The first real-life QUAD lifting trial occurred in the Gulf of Mexico in October 2018 and proved resoundingly successful. The procedure required the Heerema semi-submersible crane vessels Balder and Thialf to carry out a trial in dynamic positioning mode, and the operation went off without a hitch. Plans are now afoot to stage what Heerema calls “the ultimate QUAD lift”, with a combined lifting capacity of 34,000 tons when the firm’s Sleipnir semi-submersible crane vessel – the largest ever constructed – becomes fully operational.
“Having proved the worth of the QUAD lifting concept, with its DNV-certified technology, we’re in at the birth of an innovative, hyper-efficient, cost-effective and flexible way of working which could transform the way engineering, procurement and construction practices are approached,” observes Heerema Chief Executive Koos-Jan van Brouwershaven. “It effectively opens up a whole new array of possibilities from the commissioning and design phases of jackets and topsides onwards, obviously leading to a situation whereby these structures can routinely be installed on all types of foundation.”
Other Heerema projects where Kongsberg Digital’s digital twin has delivered enhancements include a FEED study for installing a 1,000-ton module on a Floating Production Unit, where concept design of bumpers and guides, verification of complex set-down behaviour, and studies of the DP behaviour and settings were all explored. For Statoil’s Peregrino project, Heerema used the system to test the set-down of several modules, enabling them to define the sequence and test concepts with local conditions, among other factors.
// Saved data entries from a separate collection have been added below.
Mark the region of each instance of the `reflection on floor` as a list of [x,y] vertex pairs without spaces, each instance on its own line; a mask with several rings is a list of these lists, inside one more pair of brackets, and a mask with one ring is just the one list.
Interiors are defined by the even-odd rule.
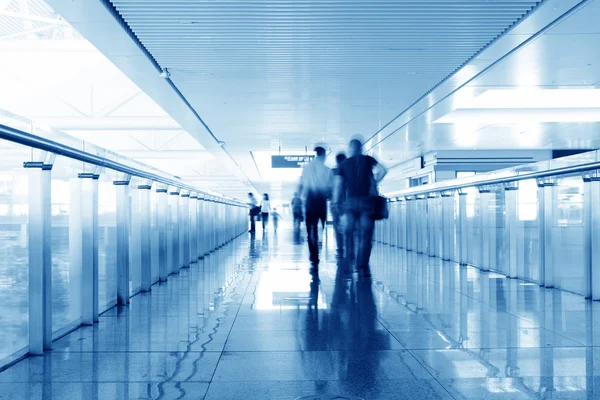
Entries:
[[290,231],[238,239],[0,373],[0,399],[600,398],[599,304],[384,245],[359,279],[324,240],[311,276]]

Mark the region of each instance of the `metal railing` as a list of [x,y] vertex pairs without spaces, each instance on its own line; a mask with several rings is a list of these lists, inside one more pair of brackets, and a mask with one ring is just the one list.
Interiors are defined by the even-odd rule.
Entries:
[[528,179],[542,179],[585,172],[591,172],[590,175],[595,176],[596,170],[600,170],[600,151],[598,150],[388,192],[386,193],[386,197],[389,199],[398,199],[406,196],[427,195],[469,187],[503,185],[505,183]]
[[[9,123],[12,126],[7,125]],[[17,128],[16,126],[19,125],[20,127]],[[25,126],[29,126],[29,130],[32,133],[26,132],[23,129]],[[33,121],[16,116],[4,110],[0,110],[0,139],[29,146],[41,151],[47,151],[52,154],[61,155],[98,167],[109,168],[117,172],[142,179],[148,179],[156,183],[188,190],[204,196],[212,196],[215,200],[221,200],[228,204],[246,207],[246,204],[239,200],[220,193],[188,185],[176,177],[149,165],[132,160],[91,143],[75,139],[59,130],[41,127]],[[80,148],[74,147],[73,144],[77,144]]]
The system is also used to test unique applications thoroughly, such as a new backloading project that has never been carried out before. With no data available from real-life operations, Heerema received accurate verification of all aspects of the job, from concept design of the cones and receptor, and improved workability within the design concept, to weather limitations and alignment of engineers and operators. The diversity of these projects is possible because Heerema has in-house capabilities to create its own highly accurate physical models for the Kongsberg simulators and digital twins.
“Our in-house Simulation Centre can adapt a variety of 3D models, such as the jackets and topsides for the Culzean gas field project, to our clients’ real component characteristics,” says Wossner. “Three-dimensional drawings are produced by our engineering department and uploaded to the Simulation Centre system, after which offshore crews can perform a dry run of a given operation, cooperating with the client and our project team.”
“The strikingly effective realism of our simulation technology literally demonstrates what is achievable within any offshore project,” adds Tone Merete Hansen, Senior Vice President, Kongsberg Digital. “Utilising our digital twin concept speeds the entire process, from component fabrication to punctual onsite delivery. It also ensures that developers, engineers, offshore crews and stakeholders are mutually well informed, right from the outset; and for us, in turn, addressing their varied concerns drives consistent innovation for Kongsberg Digital.”
Heerema’s varied use of Kongsberg technology for project verification shows that you can implement real safety and efficiency improvements when you have highly accurate models acting as digital twins of real-life assets. Kongsberg consistently develops the digital twin concept, and in 2019, more innovations will be designed to support customers in the verification and optimisation process for diverse, challenging projects in disparate sectors.